Chain Matrix 2

By Nick Holmes on February 20, 2009
Comments Off on Chain Matrix 2
Filed under eConveyancing

Neo and the rebel leaders estimate that they have 72 hours until 250,000 probes discover Zion and destroy it and its inhabitants. During this, Neo must decide how he can save Trinity from a dark fate in his dreams. – The Matrix Reloaded [aka 2]

Back in the real world Land Registry is offering to support developers and commercial enterprises that want to develop Chain Matrix and EFT type services.

Per Michael Cross:

the move reflects the government’s “Power of Information” agenda, which encourages public bodies to make their core information freely available to developers of “value-added” information services, rather than trying to do everything themselves.

Peter Collis, chief land registrar and chief executive of Land Registry, defended the original move to develop the system: “Land Registry’s decision to launch Chain Matrix was taken at a time when no private investor was prepared to be the first to establish such a wide-ranging cross-industries initiative.” By “seeding the market with the prototype” and “developing good examples of technical functionality”, the registry had paved the way for the private sector, Collis said.

But rather than looking on it as “such a wide-ranging cross-industries initiative” (for which read “expensive, complex system”), would it be fanciful of me to suggest one could knock up a cheap, lightweight, scalable Web 2.0 app that crowd-sourced the data? You might think this was an absolute non-starter given that the (£4.6m) pilot was shelved last April due to test user apathy and privacy concerns.

Per Michael Cross again:

Conveyancers were reluctant to try it out, partly because there own case management systems did not plug in: there was no time to build the planned XML-coded interfaces to the software. The trial also found no evidence that people would pay to use the service, undermining the business case.
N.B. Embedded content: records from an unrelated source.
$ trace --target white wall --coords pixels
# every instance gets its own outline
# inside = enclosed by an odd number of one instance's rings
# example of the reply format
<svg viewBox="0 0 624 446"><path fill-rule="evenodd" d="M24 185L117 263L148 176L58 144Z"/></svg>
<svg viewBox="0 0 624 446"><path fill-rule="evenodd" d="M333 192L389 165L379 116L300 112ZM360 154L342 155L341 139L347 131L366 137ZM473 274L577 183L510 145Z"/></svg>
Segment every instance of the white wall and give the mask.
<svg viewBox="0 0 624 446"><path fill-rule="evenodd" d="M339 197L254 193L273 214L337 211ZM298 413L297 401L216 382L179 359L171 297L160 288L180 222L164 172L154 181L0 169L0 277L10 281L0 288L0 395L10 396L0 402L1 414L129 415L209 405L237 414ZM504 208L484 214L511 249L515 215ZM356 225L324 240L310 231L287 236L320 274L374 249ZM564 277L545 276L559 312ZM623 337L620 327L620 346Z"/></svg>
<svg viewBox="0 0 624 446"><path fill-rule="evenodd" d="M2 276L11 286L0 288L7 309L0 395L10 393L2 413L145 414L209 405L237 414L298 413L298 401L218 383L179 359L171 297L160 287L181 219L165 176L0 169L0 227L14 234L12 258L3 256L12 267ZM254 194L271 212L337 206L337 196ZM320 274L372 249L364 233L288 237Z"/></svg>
Privacy may also have been a worry: “Many citizens were either not aware or not convinced of the benefits of Chain Matrix and many prevented their conveyancer from entering their transactions onto Chain Matrix,” the evaluation says. In the event, only 200 out of 1,467 clients who signed up to view the matrix did so.

But I’m wondering what result you’d achieve if, instead of asking 1,467 conveyancing stakeholders (who then asked their clients) to participate in a complex pilot, you went viral with a dead simple app, reaching 700,000 or more house sellers directly? Might pigs fly?

I have a spec on the back of an envelope if anyone’s interested.